'Dreamland' paints a haunting picture of heroin in America

'Dreamland' by Sam Quinones
'Dreamland' by Sam Quinones
Courtesy of publisher

Every week, The Thread recommends a book that offers a fresh perspective on the news.

I was halfway through Sam Quinones's stunning book, "Dreamland," when President Obama flew to Atlanta to declare his support for more comprehensive addiction treatment.

Drug overdose-related deaths have been rising, and the abuse of opioids is widespread. In 2014, 47,055 people died from overdoses in the U.S. — the highest number on record.

Quinones knows the story well. As he chronicles the explosion of prescription drug abuse, and how it so often leads to heroin abuse, he writes that its victims were "the daughters of preachers, the sons of cops and doctors ... the children of contractors and teachers and business owners and bankers."

"Dreamland" is extraordinary for its scope and depth.

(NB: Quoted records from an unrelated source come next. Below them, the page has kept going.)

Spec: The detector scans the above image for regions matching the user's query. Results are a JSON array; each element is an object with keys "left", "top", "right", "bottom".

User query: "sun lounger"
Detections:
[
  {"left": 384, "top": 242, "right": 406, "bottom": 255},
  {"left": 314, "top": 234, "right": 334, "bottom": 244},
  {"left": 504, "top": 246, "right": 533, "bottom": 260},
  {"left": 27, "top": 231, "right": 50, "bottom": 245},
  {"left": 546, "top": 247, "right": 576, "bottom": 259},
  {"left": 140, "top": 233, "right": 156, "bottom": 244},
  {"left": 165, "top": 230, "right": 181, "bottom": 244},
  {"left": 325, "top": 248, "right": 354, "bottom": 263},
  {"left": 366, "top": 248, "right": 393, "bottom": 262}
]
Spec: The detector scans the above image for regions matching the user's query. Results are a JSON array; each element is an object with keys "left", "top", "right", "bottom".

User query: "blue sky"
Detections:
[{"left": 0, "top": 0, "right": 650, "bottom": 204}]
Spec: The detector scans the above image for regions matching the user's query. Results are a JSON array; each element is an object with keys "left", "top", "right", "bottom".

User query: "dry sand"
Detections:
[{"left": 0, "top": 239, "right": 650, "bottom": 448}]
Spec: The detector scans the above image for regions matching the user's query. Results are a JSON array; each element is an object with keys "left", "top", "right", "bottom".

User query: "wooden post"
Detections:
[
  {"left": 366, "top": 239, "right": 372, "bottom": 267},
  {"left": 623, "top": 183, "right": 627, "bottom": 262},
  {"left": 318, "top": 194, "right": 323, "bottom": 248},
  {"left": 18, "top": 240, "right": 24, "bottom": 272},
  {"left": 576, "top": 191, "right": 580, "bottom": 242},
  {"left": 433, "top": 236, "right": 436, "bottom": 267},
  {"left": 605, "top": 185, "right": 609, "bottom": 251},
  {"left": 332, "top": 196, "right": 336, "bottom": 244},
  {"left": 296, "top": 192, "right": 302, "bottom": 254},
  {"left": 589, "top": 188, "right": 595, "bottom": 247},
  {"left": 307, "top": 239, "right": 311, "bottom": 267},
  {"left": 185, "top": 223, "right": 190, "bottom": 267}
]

Quinones takes us to a small town in Mexico that sends its sons north to deal heroin, and to cities like Portland, Ore.; Salt Lake City; Columbus, Ohio; and Minneapolis that seem to have an unquenchable thirst for it.

Quinones doesn't let prescription drugs companies or "pill mill" doctors off the hook, either.

I'm looking forward to interviewing Quinones on April 28, and digging further into this pressing issue.